Kirana shops Vs. Quick Commerce. When will the government step up?
- Nishant Mittal
- 2 days ago
- 3 min read
Shops around me are rapidly shutting down, getting replaced by soulless dark stores. It's obviously a part of a larger trend, and it must be stopped at war footing or the cascading effects of it could wreck the entire country.
Over 2 Lakh Kirana stores have shut shop in the last year alone.
According to a comprehensive report by All-India Consumer Products Distributors Federation, India has about 1.3 Crore shops in total. 17 Lakh of these are in Metros, which on an average sell about ₹5.5 Lakhs of merchandise every month. 12 Lakh of such shops exist in Tier 1 cities, with average monthly sales of ₹3.5 Lakhs. And the rest 1 Crore exist in Tier 2 and beyond, generating average sales of ₹2.5 lakh each month.
As a part of this VC driven carnage of Indian general retail, Metros have lost about 1 Lakh Kirana stores just last year. Rest of the closures came from Tier 1. The mayhem is yet to reach Tier 2 and beyond.
So what happens when a Kirana store is shut down?
Firstly, it doesn't just lead to one solitary job loss. Most Kirana stores are family operations with atleast 3 people engaged full-time in making the store run round the clock. So a direct hit on 3 dignified, respectable jobs (which pay alright and run a family or two) is where it begins.
But then, a bunch of 50-100 retailers are supplied by 4-5 distributors of different categories. Each of whom also engage 5-8 people on a full time basis, not including the proprietor and accountant. Again, these are decent jobs. Catering to entire families.
And then, there are feet-on-street people, contracted by large FMCG companies, whose job is to manage shelf space, inventory and give product samples/customer demos. Each of these people manage about 100 stores.

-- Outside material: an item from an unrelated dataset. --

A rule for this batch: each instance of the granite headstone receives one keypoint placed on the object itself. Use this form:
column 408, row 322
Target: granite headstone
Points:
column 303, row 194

So, in effect, if you're looking at 100 retailers shutting down, you're looking at somewhere around 400-500 people going out of work. And this is not counting the second order effects, i.e. people who depend on these folks indirectly.
Therefore, the 1 Lakh store closures that have happened in the last year alone, in just metros, have easily led to around 5 Lakh job losses, conservatively. Hurting about 3 Lakh families directly. And these are not the extremely sad delivery boy jobs which have people running 12 hours for a meagre pay of ₹20,000 before expenses. A lot of these (the retailers, distributors, vendors) are self employed families which are a part of the community. And have always been.
When they go out of work in their own community, you're not just destroying a business, you're also destroying the fabric of that community itself.
The platforms responsible for this are running on negative contribution (in some cases gross) margins on the back of "funding", and will continue to run on losses for a period long enough to screw the little guy and destroy everything. This isn't a fair fight. It's textbook anti-competitive, predatory pricing led monopolisation of an entire ecosystem.
The Indian Government needs to step up. And quick. Or it could be too late.